Before diving into the specifications of this act, let’s do some surface exploring on ASCs. First, ASCs provide “same day surgical care, including diagnostic and preventive procedures” (Advancing Surgical Care). They are noted to have a positive trend in health care as they are constantly supporting millions of patients and research in the medical field. Next, the Electronic Health Fairness Act of 2015 “creates a demonstration for Medicare Advantage plan that allows the use of Value Based Insurance Design to reduce the co-payments or co-insurance for beneficiaries with specific chronic conditions” (Fierce EMR). Value Based Insurance Design increases health care quality while decreasing financial burdens. In summary, the act determines if an eligible professional qualifies as a Meaningful Use EHR user.
As we dive deeper into this content, it is important to recognize that the U.S. House and Senate are attempting to make Stage 3 of Meaningful Use positive for both the user and the creator. The modifications taking place specifically within the Electronic Health Fairness Act are attempting to make Meaningful Use more for the public good. Representative Earl Blumenauer believes this bill will be beneficial as it “protects physicians from the ‘odd structure of the current [Meaningful Use] program’” (Fierce EMR).
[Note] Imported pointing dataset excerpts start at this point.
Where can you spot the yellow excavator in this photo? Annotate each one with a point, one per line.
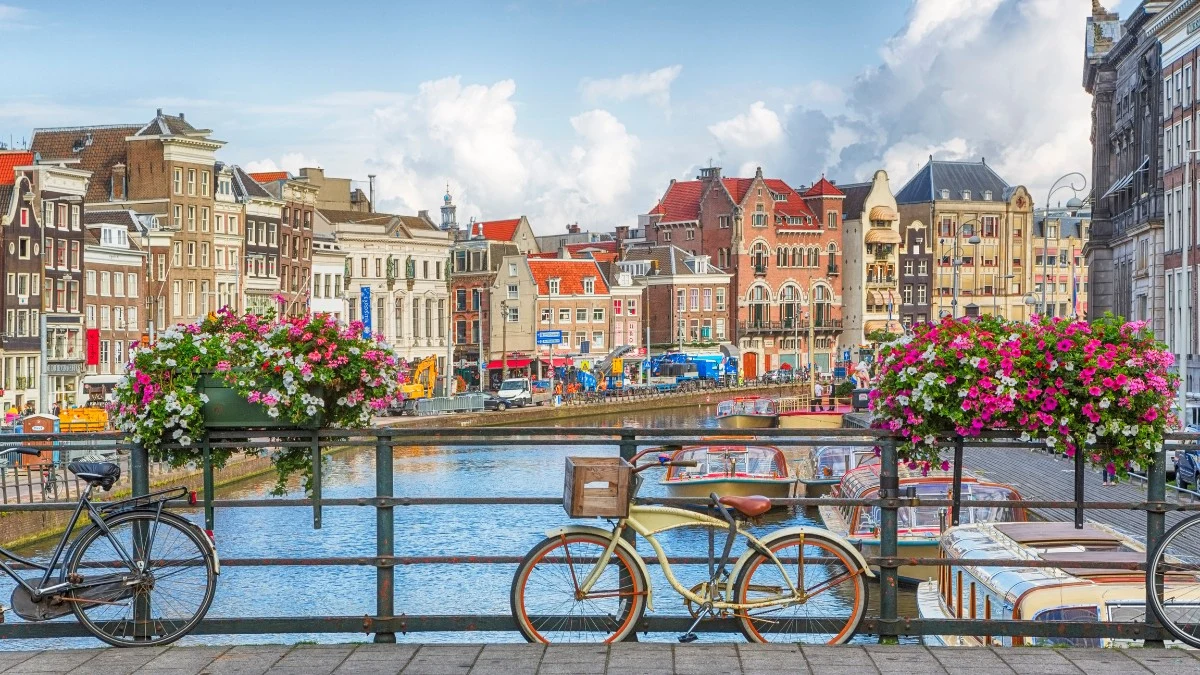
(420, 386)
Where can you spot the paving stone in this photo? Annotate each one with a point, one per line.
(442, 659)
(58, 661)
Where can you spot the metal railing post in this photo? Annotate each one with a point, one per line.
(889, 489)
(385, 539)
(316, 479)
(1156, 524)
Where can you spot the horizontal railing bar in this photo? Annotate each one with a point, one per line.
(657, 623)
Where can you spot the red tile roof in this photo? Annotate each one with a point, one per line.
(570, 275)
(497, 230)
(13, 159)
(269, 175)
(823, 189)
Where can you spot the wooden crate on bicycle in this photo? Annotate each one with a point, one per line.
(597, 487)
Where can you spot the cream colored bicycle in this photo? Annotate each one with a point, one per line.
(588, 584)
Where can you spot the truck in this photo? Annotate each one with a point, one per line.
(516, 393)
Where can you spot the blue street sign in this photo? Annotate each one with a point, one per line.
(365, 309)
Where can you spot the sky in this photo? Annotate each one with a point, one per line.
(571, 111)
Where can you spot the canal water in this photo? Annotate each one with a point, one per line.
(533, 470)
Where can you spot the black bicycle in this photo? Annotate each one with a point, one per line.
(138, 575)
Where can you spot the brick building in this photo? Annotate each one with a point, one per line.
(295, 236)
(783, 251)
(113, 282)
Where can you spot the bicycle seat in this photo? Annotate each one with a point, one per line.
(102, 472)
(749, 507)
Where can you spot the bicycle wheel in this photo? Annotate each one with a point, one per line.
(549, 609)
(160, 603)
(833, 592)
(1177, 557)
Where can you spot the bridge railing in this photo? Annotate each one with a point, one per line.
(389, 616)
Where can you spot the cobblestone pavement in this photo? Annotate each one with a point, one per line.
(583, 659)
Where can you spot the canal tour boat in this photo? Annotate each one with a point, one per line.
(823, 467)
(730, 471)
(802, 412)
(747, 412)
(1044, 593)
(919, 527)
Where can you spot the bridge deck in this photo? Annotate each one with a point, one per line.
(577, 659)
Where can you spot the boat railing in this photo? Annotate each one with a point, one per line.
(397, 591)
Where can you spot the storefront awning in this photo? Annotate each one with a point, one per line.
(513, 363)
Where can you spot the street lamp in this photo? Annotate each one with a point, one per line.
(1073, 207)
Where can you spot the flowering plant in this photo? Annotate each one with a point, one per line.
(299, 369)
(1102, 387)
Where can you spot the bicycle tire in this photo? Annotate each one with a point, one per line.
(839, 631)
(1158, 562)
(109, 617)
(537, 628)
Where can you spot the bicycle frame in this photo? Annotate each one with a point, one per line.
(649, 520)
(45, 587)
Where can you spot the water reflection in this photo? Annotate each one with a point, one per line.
(533, 470)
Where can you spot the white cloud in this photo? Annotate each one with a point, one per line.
(653, 85)
(757, 127)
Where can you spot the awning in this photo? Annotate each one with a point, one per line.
(1126, 180)
(887, 326)
(513, 363)
(882, 236)
(882, 213)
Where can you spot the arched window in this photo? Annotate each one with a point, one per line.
(759, 256)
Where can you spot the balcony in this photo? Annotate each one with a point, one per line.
(787, 327)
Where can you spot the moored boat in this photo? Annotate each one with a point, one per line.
(823, 467)
(730, 471)
(1051, 595)
(747, 412)
(919, 527)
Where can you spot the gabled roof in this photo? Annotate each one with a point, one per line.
(681, 202)
(270, 175)
(570, 274)
(96, 148)
(856, 198)
(496, 230)
(10, 159)
(937, 175)
(823, 189)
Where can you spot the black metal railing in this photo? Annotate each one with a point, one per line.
(390, 619)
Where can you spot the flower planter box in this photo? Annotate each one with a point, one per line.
(227, 410)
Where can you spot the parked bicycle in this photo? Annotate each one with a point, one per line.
(589, 584)
(1177, 557)
(138, 575)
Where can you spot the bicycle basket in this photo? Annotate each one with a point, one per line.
(597, 487)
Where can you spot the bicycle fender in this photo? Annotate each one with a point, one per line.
(621, 543)
(795, 532)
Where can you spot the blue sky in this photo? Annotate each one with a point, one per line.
(571, 109)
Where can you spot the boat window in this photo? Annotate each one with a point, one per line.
(1062, 614)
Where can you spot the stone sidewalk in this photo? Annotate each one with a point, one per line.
(582, 659)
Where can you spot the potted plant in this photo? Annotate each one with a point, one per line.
(1103, 387)
(253, 371)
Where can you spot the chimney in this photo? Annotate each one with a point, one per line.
(117, 187)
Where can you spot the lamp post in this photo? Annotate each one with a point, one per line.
(1073, 205)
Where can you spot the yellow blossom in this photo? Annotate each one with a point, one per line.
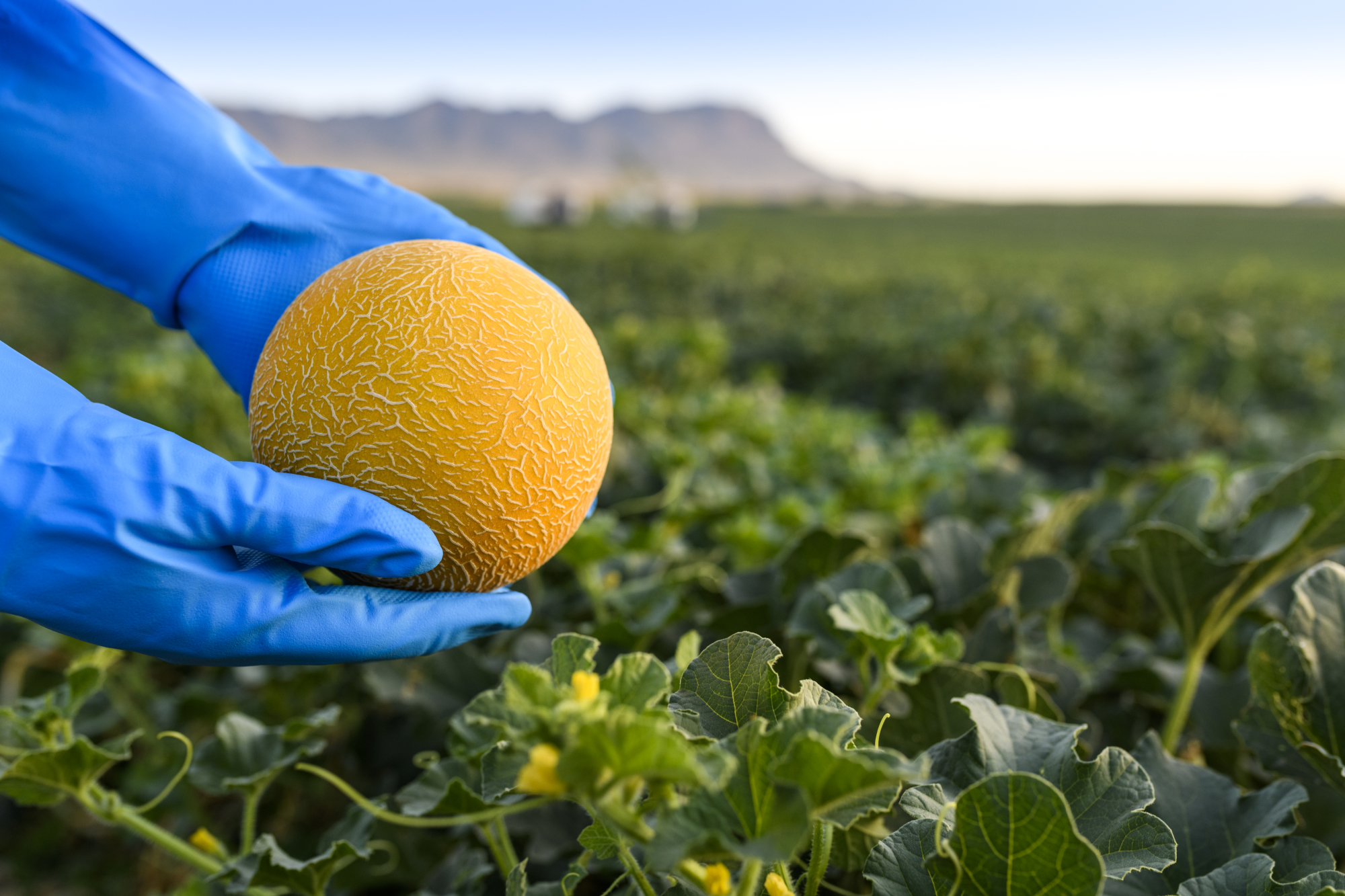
(718, 880)
(206, 842)
(539, 775)
(586, 686)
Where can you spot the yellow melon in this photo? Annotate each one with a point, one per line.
(457, 385)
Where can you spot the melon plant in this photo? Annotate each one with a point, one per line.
(454, 382)
(786, 658)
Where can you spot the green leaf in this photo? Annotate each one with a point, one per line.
(933, 716)
(1213, 818)
(688, 649)
(270, 865)
(517, 881)
(244, 754)
(732, 682)
(1184, 505)
(1046, 581)
(810, 616)
(816, 555)
(462, 873)
(500, 770)
(871, 620)
(571, 654)
(1013, 834)
(44, 721)
(1299, 671)
(637, 680)
(909, 864)
(851, 846)
(883, 580)
(627, 744)
(953, 556)
(46, 776)
(599, 840)
(755, 814)
(1317, 483)
(812, 694)
(1297, 857)
(1256, 876)
(844, 786)
(1183, 575)
(442, 790)
(753, 817)
(1108, 795)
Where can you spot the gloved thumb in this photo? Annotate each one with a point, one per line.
(323, 524)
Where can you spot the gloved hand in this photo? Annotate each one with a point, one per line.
(120, 533)
(114, 170)
(123, 534)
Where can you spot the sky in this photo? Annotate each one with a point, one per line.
(1059, 101)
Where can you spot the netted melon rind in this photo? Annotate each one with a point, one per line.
(453, 382)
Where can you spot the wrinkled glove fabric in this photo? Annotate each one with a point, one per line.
(114, 170)
(114, 530)
(127, 536)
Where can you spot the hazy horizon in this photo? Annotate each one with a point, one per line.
(968, 101)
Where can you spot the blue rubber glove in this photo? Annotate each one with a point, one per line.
(114, 170)
(119, 533)
(123, 534)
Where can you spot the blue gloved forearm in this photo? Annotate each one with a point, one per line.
(123, 534)
(111, 169)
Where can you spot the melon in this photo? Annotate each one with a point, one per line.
(454, 384)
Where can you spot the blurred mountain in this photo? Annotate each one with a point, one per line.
(714, 151)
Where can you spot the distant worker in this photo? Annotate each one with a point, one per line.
(127, 536)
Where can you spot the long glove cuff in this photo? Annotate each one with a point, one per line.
(114, 170)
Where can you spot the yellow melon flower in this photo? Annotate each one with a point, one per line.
(539, 775)
(208, 842)
(586, 686)
(718, 880)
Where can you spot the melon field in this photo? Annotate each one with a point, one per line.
(942, 551)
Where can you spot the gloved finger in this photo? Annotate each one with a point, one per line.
(315, 522)
(162, 491)
(289, 620)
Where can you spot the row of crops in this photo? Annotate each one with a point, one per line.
(802, 647)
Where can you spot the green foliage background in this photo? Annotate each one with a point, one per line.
(903, 376)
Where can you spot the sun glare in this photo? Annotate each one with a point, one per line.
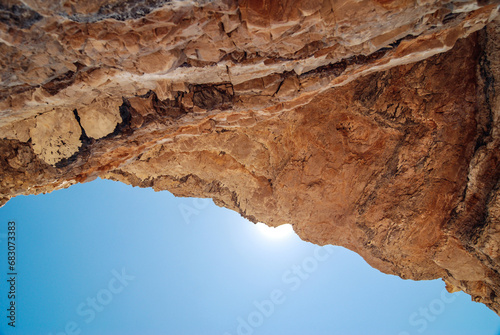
(280, 232)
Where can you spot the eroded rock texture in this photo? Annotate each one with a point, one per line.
(369, 124)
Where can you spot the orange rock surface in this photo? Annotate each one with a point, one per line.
(373, 125)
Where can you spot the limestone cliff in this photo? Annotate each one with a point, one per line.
(369, 124)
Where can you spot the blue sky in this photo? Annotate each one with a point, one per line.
(106, 258)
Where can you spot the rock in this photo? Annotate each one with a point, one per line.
(373, 125)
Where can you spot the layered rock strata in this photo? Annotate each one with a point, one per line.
(373, 125)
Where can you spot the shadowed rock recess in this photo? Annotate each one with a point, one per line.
(370, 124)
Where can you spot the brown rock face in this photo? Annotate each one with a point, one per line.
(373, 125)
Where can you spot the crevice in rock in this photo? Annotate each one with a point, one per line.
(20, 16)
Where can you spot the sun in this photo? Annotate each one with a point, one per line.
(280, 232)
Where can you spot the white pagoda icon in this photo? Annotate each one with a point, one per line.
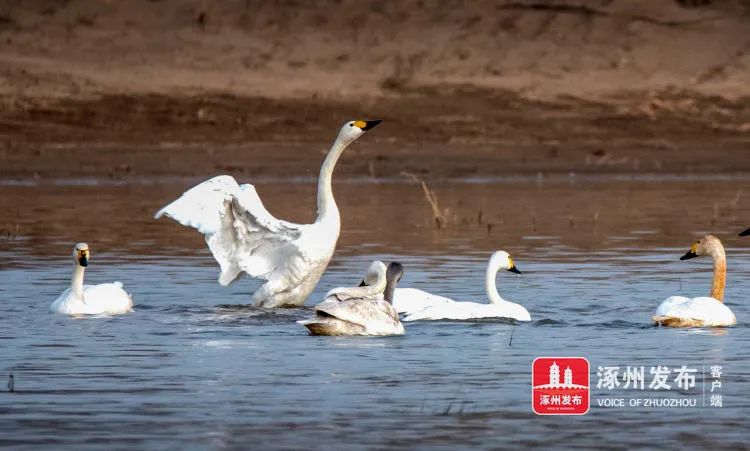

The bill has been passed to Senate for consideration. If the Electronic Health Fairness Act of 2015 becomes law, then care surgeons of ASCs will not be counted toward the threshold of the Meaningful Use requirements. In contrast, in the status quo, surgeons are required to use certified technology to conduct at least half of their patient encounters. Unfortunately this has been causing much resistance and as surgeons are having to shift patients from their surgical centers to hospitals. According to Dr. Steve Ketover, president and CEO of Minnesota Gastroenterology, in the status quo, the program “really places a burden, and a distinctive, to use the ambulatory surgery center” (Modern Healthcare). The key to the treasure box at the bottom of the ocean lies in making this act a law as it will be a better incentive program for eligible professionals and hospitals to participate in as they meet the requirements. If Meaningful Use requirements are not met then it could reduce “future Medicare reimbursements of 1% up to 5%” (Modern Healthcare). The Electronic Health Fairness Act of 2015 is viable evidence that legislators are now crafting bills that will allow the provider to determine where and how their patients should be treated.
So, if passed by Senate how will you dive deep with the Electronic Heath Fairness Act of 2015?